As a professional who works with data, I understand the importance of being efficient and accurate in the workplace. That’s why I believe mastering the command line is an essential skill for streamlining data analysis tasks and improving productivity. It’s equally important for regular users who want to optimize their operating system usage and automate various tasks.
In this blog, we will review a popular (144k ?) one-page guide available on GitHub. The guide is designed to equip you with essential command-line skills that can enhance your workflow.
The Command Line (CLI), also known as the terminal or console, is a text-based interface that allows users to interact with a computer’s operating system through the use of typed commands. It offers an alternative to graphical user interfaces (GUIs) and provides a more direct and precise way to access and manipulate files, directories, and system resources.
Screenshot by Author
Users can enter commands in a terminal that allows users to perform tasks with precision and automation, such as scripting, software development, data processing, and system administration. The terminal enables users to execute multiple complex operations with just one command.

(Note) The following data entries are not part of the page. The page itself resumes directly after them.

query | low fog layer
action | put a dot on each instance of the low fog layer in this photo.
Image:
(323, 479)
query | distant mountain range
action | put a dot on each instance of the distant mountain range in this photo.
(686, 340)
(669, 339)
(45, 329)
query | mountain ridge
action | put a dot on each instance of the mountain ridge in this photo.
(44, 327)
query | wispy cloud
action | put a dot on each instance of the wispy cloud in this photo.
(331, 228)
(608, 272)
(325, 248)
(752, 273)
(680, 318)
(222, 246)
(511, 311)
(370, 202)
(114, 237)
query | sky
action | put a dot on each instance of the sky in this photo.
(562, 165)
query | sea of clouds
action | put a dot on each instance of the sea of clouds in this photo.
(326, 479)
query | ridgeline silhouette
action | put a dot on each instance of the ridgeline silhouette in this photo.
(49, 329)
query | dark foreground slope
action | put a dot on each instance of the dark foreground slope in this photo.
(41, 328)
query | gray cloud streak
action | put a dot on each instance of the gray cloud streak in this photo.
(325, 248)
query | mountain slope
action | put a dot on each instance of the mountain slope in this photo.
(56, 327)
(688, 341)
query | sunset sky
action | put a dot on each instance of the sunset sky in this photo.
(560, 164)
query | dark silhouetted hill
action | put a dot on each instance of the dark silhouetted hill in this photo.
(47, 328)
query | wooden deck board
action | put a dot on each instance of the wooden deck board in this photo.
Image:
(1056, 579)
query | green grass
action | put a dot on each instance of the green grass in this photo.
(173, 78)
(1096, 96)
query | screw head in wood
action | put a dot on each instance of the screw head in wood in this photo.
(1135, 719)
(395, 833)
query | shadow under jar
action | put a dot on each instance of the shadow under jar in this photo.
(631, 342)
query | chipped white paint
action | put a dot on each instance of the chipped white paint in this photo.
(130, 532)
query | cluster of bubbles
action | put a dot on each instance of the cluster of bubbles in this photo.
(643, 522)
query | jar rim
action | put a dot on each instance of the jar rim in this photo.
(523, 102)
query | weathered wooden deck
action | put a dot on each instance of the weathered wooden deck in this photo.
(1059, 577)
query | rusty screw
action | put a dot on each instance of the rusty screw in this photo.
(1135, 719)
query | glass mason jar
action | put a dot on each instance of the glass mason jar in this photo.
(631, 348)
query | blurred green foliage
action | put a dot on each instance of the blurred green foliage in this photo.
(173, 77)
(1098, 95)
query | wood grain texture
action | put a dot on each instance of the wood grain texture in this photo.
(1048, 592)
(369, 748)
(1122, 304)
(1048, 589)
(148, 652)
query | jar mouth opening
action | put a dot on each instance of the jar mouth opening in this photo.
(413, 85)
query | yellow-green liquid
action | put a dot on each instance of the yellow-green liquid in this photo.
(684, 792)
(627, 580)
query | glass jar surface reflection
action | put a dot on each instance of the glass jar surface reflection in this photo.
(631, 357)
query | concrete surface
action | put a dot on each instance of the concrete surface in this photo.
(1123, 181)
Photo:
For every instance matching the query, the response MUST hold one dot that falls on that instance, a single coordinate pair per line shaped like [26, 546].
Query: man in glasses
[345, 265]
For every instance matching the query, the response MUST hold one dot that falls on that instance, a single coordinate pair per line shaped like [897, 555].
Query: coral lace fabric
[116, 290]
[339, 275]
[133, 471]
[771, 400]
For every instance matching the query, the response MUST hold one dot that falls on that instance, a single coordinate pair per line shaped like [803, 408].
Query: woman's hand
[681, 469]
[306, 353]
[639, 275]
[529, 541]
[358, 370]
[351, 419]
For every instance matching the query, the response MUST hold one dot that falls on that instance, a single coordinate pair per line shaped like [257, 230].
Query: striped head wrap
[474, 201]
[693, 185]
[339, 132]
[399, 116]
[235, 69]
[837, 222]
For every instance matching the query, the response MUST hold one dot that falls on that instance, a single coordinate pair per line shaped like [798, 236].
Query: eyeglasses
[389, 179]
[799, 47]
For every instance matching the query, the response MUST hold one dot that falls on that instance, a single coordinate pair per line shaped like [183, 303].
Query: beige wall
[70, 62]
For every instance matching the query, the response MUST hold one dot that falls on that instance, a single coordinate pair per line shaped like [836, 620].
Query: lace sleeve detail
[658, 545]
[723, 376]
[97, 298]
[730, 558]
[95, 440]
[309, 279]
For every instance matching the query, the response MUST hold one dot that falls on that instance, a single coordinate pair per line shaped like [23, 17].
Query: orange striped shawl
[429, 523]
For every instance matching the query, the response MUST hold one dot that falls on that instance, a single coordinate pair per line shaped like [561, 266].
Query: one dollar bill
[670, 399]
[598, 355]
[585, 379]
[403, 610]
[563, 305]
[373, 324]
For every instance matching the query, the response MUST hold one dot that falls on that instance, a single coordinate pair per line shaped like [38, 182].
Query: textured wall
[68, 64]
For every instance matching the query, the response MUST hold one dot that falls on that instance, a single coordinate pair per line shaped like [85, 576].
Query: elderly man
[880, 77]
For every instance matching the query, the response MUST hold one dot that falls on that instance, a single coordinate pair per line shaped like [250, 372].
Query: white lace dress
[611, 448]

Mastering the art of the command line is a journey that can significantly enhance your productivity and understanding of your computer system. Whether you’re a beginner or an experienced user, the command line offers a powerful way to navigate, customize, and automate tasks on your computer.
It is particularly beneficial for data scientists. Through the command line, data professionals can streamline data cleaning, execute data pipelines, automate data-related tasks, and use various command line tools for testing and model development.
Screenshot from jlevy/the-art-of-command-line
This guide aims to provide essential command-line knowledge in one page, with a focus on Linux but also including tools for macOS and Windows users. It covers basic commands, processing files and data, system debugging, and commands that are only available on Mac and Windows. The guide is available in multiple languages, thanks to the contributions of various authors and translators.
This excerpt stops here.